Grothe ist seit einem Jahr Apostolischer Administrator

LIMBURG - Seit einem Jahr ist der Bischofsstuhl in Limburg vakant: Am 26. März 2014 hat Papst Franziskus den Rücktritt von Bischof em. Dr. Franz-Peter Tebartz-van Elst angenommen und Weihbischof Manfred Grothe als Apostolischen Administrator im Bistum Limburg eingesetzt. Seitdem ist die Diözese auf dem Weg der Aufarbeitung und des Neubeginns. "In den vergangenen Monaten habe ich das Bistum und die Menschen, die hier leben, kennengelernt. Bei meinen Besuchen in den Bezirken konnte ich mit Ehren- und Hauptamtlichen ins Gespräch kommen und einen Einblick in das kirchliche Leben vor Ort gewinnen. Ich habe den O-Ton der vergangenen Jahre vernommen und weiß, was die Menschen im Bistum Limburg belastet und was sie erwarten", resümiert Grothe. Gerade auch diese "Mut machenden Begegnungen" hätten sein erstes Jahr in Limburg zum Geschenk werden lassen. "Das Bistum ist reich an Menschen, reich an Glauben und Traditionen und hat die nötige Kraft, um weitere Schritte in Richtung Neuanfang zu gehen", sagt Grothe.
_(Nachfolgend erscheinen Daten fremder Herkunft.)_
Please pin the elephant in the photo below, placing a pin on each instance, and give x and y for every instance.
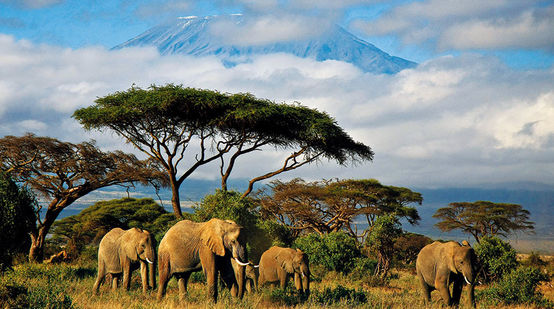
(121, 251)
(251, 275)
(277, 264)
(440, 264)
(209, 246)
Menschen gewinnen, den Weg mitzugehen

Der 75-Jährige, der in jeder Woche zwischen Limburg und Paderborn pendelt und auf den auch in seiner Heimat zahlreiche Aufgaben warten, sieht aber auch Herausforderungen, vor denen die Diözese Limburg und die katholische Kirche in Deutschland stehen. "Es gibt viele Menschen, die durch die Ereignisse der vergangenen Jahre verletzt sind und die darunter leiden, als Katholikinnen und Katholiken nur auf bestimmte Themen der Vergangenheit reduziert zu werden", sagt Grothe. Zuhören, reden und vermitteln sei hier wichtig. "Wir müssen als Kirche nah bei den Menschen sein und wir dürfen uns ihren Fragen, Sorgen und Nöten nicht entziehen", so der Administrator. Dies gelte auch im Prozess der Pfarreiwerdung. Die Hälfte der angezielten 45 neuen Pfarreien ist mit Beginn des Jahres bereits gegründet. Damit verbinden sich mehrheitlich positive, aber auch einige schwierige Erfahrungen, an denen sich andere Pastorale Räume, die den Weg erst beginnen, orientieren können. "In den kurialen und synodalen Gremien haben wir uns intensiv mit dem Pfarreiwerdungsprozess befasst. "Der Prozess als Ganzes soll nicht umgekehrt und nicht gestoppt werden. Gleichwohl sind die Fragen der Menschen in den Pfarreien und Bezirken zu hören und gut zu bedenken", so Grothe. Es solle nun grundsätzlich den Fragen nachgegangen werden, wie Seelsorge in der Pfarrei neuen Typs aussehen und gelingen kann. "Das erfordert von uns allen einen Aufbruch. Wir müssen Menschen gewinnen, diesen Weg mitzugehen. Das heißt auch, dass wir neu nachdenken müssen über Partizipation in der Leitungsverantwortung und Delegation, über Leitungsstile und auch über Befähigung von Mitarbeiterinnen und Mitarbeiter im Laienstand zur wirklichen Übernahme von Verantwortung und auch Teilhabe an der Aufgabe der Diözese", erklärt Grothe.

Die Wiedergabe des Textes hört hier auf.